D. Kebijaksanaan Fiskal dan Moneter di Sektor Luar Negeri
Kebijakan fiskal akan mempengaruhi perekonomian melalui penerimaan negara dan pengeluaran negara. Disamping pengaruh dari selisih antara penerimaan dan pengeluaran (defisit atau surplus), perekonomian juga dipengaruhi oleh jenis sumber penerimaan negara dan bentuk kegiatan yang dibiayai pengeluaran negara.

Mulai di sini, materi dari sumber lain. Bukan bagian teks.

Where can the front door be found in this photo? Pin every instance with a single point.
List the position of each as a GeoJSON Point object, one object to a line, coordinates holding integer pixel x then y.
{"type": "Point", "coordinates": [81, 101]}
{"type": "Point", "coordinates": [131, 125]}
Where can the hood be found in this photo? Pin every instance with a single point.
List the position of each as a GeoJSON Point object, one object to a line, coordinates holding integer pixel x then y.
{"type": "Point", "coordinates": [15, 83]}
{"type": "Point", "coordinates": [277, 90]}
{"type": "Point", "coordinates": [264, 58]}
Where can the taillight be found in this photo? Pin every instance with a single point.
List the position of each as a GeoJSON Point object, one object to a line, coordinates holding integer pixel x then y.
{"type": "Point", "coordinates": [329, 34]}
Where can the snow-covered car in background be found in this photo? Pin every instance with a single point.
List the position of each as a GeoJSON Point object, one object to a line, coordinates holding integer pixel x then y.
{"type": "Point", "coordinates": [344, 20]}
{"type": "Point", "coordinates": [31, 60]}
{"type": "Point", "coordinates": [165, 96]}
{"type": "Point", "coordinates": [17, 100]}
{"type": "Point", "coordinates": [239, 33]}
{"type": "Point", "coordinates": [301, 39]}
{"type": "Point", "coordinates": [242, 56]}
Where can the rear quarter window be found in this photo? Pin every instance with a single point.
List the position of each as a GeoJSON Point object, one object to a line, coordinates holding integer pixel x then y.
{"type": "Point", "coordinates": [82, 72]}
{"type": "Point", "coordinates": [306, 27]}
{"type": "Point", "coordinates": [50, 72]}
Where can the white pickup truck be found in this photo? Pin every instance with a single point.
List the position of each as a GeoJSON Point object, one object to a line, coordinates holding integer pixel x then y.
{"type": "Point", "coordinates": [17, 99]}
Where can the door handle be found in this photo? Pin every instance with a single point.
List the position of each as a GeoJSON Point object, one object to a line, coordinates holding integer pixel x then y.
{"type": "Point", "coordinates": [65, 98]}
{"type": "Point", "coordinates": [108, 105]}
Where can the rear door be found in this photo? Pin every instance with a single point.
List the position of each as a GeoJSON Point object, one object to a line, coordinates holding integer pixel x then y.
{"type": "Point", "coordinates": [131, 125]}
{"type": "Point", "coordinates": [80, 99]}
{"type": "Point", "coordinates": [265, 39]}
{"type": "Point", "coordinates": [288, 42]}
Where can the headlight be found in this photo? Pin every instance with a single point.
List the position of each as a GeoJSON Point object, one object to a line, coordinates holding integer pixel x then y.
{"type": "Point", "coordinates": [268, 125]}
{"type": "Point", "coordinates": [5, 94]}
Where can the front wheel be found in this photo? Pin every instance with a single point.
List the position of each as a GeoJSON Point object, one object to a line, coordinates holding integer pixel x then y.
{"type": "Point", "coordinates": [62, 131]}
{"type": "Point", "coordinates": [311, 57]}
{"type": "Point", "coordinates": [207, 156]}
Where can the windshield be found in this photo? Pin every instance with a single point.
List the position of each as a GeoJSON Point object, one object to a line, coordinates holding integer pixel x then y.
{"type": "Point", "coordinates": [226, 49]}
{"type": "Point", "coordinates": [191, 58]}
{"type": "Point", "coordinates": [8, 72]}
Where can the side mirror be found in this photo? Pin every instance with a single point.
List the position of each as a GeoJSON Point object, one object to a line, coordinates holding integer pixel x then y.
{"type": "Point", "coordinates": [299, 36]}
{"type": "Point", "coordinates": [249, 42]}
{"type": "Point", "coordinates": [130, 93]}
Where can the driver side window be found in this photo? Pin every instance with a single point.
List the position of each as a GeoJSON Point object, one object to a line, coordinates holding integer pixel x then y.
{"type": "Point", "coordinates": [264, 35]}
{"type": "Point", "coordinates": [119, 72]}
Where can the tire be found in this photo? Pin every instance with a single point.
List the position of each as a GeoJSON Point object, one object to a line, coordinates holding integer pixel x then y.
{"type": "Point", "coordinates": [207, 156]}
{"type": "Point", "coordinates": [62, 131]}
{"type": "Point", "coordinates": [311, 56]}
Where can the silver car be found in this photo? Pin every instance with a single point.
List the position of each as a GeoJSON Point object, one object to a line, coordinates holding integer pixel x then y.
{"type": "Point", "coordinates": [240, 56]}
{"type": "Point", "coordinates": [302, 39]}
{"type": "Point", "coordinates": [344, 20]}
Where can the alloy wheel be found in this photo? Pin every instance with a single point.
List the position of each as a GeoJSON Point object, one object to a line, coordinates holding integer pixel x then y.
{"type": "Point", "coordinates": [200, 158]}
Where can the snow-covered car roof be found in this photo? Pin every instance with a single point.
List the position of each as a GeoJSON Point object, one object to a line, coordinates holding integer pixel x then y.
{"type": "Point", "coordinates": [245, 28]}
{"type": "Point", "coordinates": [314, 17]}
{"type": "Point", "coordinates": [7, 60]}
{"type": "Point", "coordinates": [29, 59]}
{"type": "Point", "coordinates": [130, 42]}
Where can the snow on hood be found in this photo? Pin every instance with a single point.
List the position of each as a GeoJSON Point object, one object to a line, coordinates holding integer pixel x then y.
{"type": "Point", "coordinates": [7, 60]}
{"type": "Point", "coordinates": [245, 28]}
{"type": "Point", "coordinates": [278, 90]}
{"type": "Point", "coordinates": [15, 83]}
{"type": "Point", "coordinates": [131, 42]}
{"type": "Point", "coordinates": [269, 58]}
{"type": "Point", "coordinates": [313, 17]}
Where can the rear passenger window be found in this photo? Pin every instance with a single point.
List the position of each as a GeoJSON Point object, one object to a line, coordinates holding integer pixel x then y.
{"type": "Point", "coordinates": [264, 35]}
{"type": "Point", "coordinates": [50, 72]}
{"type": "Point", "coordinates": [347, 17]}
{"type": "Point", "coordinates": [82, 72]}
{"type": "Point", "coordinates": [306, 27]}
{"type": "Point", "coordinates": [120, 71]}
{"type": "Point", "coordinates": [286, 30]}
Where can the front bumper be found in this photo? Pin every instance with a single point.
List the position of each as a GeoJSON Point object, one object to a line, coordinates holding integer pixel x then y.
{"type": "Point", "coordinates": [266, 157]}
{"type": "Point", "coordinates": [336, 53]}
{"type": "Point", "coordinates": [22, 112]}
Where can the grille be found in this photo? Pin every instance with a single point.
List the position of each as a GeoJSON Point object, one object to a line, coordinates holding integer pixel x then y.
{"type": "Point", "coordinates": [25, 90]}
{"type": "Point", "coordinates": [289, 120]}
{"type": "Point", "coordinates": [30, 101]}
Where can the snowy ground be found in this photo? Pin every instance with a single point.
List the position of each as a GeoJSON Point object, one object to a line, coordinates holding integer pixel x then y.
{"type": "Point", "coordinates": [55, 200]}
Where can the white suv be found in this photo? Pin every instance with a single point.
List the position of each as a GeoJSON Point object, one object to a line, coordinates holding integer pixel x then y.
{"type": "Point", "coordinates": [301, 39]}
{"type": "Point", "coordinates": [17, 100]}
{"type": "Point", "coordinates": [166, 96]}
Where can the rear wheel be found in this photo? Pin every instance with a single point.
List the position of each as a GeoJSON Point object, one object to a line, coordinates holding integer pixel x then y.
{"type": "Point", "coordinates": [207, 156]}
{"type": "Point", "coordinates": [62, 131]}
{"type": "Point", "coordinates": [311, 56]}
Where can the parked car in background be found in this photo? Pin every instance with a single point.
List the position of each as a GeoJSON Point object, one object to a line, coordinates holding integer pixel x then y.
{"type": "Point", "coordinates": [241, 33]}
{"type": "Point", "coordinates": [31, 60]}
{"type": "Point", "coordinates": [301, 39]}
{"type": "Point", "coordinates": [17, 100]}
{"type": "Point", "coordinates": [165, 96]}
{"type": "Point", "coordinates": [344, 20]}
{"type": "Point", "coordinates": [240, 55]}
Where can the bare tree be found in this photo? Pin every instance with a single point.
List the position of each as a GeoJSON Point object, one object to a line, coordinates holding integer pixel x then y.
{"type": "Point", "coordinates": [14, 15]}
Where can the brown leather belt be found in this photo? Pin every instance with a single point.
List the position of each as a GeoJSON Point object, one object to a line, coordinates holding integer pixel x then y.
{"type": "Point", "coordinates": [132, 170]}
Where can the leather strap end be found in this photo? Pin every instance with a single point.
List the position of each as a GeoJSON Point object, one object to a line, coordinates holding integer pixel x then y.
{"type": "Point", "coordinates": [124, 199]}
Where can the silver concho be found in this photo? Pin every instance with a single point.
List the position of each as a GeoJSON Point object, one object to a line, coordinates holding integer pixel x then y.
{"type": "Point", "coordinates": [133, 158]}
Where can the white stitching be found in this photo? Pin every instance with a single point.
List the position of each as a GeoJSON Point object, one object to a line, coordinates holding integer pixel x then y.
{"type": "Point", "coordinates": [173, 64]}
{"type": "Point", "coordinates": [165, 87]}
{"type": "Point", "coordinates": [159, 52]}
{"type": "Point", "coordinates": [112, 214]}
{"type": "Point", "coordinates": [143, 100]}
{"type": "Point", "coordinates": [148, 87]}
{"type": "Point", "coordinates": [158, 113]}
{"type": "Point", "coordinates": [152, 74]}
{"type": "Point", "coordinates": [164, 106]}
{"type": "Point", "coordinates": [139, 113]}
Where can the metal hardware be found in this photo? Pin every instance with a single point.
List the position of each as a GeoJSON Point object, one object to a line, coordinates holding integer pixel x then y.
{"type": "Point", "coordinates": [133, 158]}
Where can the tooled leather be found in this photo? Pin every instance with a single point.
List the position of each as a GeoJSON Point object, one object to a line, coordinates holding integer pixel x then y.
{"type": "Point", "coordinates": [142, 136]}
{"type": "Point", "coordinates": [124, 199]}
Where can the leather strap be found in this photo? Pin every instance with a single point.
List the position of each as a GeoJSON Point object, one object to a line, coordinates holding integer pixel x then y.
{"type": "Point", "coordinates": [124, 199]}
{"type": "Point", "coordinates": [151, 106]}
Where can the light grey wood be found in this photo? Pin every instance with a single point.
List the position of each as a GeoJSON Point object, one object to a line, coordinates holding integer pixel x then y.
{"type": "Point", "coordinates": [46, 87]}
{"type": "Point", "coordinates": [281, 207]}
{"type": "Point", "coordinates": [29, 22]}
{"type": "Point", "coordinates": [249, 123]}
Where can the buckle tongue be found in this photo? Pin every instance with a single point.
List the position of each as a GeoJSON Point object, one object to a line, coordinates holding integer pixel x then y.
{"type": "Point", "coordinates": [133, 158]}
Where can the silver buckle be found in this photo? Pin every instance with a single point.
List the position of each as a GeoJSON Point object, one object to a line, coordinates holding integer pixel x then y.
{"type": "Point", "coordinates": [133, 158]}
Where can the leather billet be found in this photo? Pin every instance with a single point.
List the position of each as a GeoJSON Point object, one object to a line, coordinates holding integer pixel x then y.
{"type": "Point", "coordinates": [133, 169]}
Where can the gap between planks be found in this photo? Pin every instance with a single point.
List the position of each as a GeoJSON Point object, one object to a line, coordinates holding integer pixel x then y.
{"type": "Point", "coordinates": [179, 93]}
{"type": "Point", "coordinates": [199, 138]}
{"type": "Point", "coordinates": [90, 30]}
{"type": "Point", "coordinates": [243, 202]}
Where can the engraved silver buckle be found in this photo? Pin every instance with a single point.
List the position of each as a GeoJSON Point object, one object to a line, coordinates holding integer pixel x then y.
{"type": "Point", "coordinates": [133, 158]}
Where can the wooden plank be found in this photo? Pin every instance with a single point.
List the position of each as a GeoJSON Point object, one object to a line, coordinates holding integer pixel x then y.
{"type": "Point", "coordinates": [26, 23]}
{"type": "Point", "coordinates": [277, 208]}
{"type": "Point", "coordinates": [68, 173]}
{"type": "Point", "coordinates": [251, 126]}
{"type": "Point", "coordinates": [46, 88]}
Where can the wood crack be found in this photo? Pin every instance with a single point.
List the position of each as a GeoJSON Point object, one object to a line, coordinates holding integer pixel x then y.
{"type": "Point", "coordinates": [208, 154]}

Kebijakan moneter dan pengaruhnya terhadap perekonomian. Pada dasarnya, kebijaksanaan moneter ditujukan agar likuiditas dalam perekonomian berada dalam jumlah yang tepat sehingga dapat melancarkan transaksi perdagangan tanpa menimbulkan tekanan inflasi. Umumnya pelaksanaan pengaturan jumlah likuiditas dalam perekonomian ini dilakukan oleh bank sentral, melalui berbagai instrumen , khususnya open market operations (OMOs).
Kebijakan fiskal dan moneter di sektor luar negeri biasa disebut dengan kebijaksanaan menekan dan memindah pengeluaran. 
£  Kebijaksanaan menekan pengeluaran
Kebijaksanaan ini dilakukan dengan cara mengurangi tingkat konsumsi/ pengeluaran yang dilakukan oleh para pelaku ekonomi di indonesia.  Misalnya, menaikkan pajak pendapatan dan mengurangi pengeluaran pemerintah.
£  Kebijakan memindah pengeluaran
Kebijaksanaan ini dilakukan dengan cara memindah dan menggeser pada bidang yang tidak terlalu beresiko memperburuk perekonomian Indonesia. Kebijaksanaan ini dapat dilakukan scara paksa dan dapat juga dipergunakan dengan memakai rangsangan. Secara paksa kebijaksanaan ini ditempuh dengan cara mengenakan tarif atau quota dan mengawasi pemakaian valuta asing. Sedangkan kebijaksanaan dengan rangsangan dapat ditempuh dengan cara menciptakan rangsangan-rangsangan ekspor, menyetabilkan upah dan harga di dalam negeri, dan melakukan devaluasi.